So I just looked at some real old Historical Context entries that are sitting at the really old site. I can’t get over how … good … they are. They’re short and there are multiple entries per day. I talk about drinking coffee, waking up early, and studying for exams.
Nowadays my entries seem more like articles. Well, they are more like articles. I plan them at least a few minutes in advance, sometimes a few days in advance. They’re longer. They’re … less personal? Is that possible?
The Olympics are on. I’d say the best web site to read about the Olympics is NBC’s page. It’s so strange … the Internet allows us to take in information as it occurs; Yet I personally avoid pages like ESPN.com and CNN.com because I don’t want to read the results of Olympic events before I see them on TV. During the next Olympics or even the 2012 games, Americans may be allowed to view on-demand clips of event finals before they are shown on NBC. But when you’re at work, you might not want to spend two hours or even five minutes streaming that race to your computer.
This really brings up several interesting conflagrations: Sports as both news and entertainment, and the damned frustration that no matter where on earth the Olympics are held, the time of day is inconvenient for somebody.
First, sports. When it’s news, we want to find out about it immediately. Whether it’s a political election or a major event in a war or the latest on a hurricane, we don’t want to wait to see it on TV; we want the results right now, even if it means that we have to read them.
On the other hand, when it’s entertainment, we want to see it with our own eyes. If your friend tells you how The Village ends, you’ll poke their eyes out. You’ll record tonight’s episode of 24, but again, you don’t want to know the surprise ending in advance. The same applies to books, whatever.
And then you’ve got sports, which are mostly entertainment, but are covered more or less as news. Some people will record their alma mater’s bowl game and refuse to read or hear anything about it until they sit down and watch the tape themselves.
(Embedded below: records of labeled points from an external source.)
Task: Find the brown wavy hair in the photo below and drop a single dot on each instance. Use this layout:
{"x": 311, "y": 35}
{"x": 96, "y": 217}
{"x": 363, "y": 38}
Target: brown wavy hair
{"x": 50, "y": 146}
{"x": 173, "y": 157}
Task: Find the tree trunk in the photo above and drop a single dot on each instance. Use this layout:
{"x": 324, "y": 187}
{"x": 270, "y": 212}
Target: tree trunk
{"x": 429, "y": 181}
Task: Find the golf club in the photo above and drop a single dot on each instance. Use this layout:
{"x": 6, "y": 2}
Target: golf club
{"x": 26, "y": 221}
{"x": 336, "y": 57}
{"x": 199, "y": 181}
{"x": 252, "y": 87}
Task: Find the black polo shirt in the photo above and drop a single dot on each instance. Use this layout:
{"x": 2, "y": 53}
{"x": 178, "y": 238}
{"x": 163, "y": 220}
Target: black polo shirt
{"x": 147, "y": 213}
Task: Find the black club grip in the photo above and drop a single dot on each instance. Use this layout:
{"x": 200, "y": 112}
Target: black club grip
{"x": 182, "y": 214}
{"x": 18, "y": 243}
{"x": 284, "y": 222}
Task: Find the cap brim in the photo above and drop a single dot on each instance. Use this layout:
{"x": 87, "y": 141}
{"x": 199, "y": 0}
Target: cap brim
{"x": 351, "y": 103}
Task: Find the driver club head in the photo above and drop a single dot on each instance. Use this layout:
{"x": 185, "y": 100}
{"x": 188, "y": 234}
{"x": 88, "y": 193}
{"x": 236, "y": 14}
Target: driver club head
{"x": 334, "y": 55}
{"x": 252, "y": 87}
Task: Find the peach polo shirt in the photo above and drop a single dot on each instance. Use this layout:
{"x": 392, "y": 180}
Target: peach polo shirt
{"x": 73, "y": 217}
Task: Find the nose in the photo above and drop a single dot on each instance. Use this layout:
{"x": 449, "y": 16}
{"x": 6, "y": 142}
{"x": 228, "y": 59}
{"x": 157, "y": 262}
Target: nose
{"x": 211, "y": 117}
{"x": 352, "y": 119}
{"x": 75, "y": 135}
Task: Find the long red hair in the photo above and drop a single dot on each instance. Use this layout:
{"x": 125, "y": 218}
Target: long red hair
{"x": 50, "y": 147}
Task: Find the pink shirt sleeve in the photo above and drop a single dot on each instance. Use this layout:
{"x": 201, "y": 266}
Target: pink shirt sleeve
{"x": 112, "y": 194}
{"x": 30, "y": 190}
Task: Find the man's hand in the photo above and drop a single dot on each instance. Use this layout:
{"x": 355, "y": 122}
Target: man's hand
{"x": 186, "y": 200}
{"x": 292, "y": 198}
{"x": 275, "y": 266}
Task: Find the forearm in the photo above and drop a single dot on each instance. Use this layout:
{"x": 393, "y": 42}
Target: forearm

But then some people will get on the Internet and watch the box score numbers update live. Here there is a distinction based on the importance of that day’s match. But I think a lot ties into personal preference. Personally, I would rather watch a gamecast of the numbers of the Yankees in the playoffs than record the game and watch it later.
The importance of the event relates directly to the Olympics. Also, the Olympics serve as the ultimate example of why you might want to watch an event later than read about it live. If it’s a baseball game, you might miss the broadcast of the game that is played while you’re at work, but hey — you can catch a game this weekend or next weekend or even Wednesday night. You might not see another World Series game until next year. Or another bowl game. And the Olympics … you won’t see them for another four years.
So Olympics seem to be more like entertainment than other sports, but in a kind of backwards way. Just like you wouldn’t want to read ahead of time that Rachel and Ross got back together, you might not want to read ahead that Paul Hamm won the individual all-around gymnastics gold medal. One is weekly fiction, the other is quadrennial nonfiction. Well, sports, anyway.
Oh … was I going to say something about how someone, somewhere is screwed because the Olympics are held just far enough away from their timezone? I don’t think any additional commentary is needed on that one.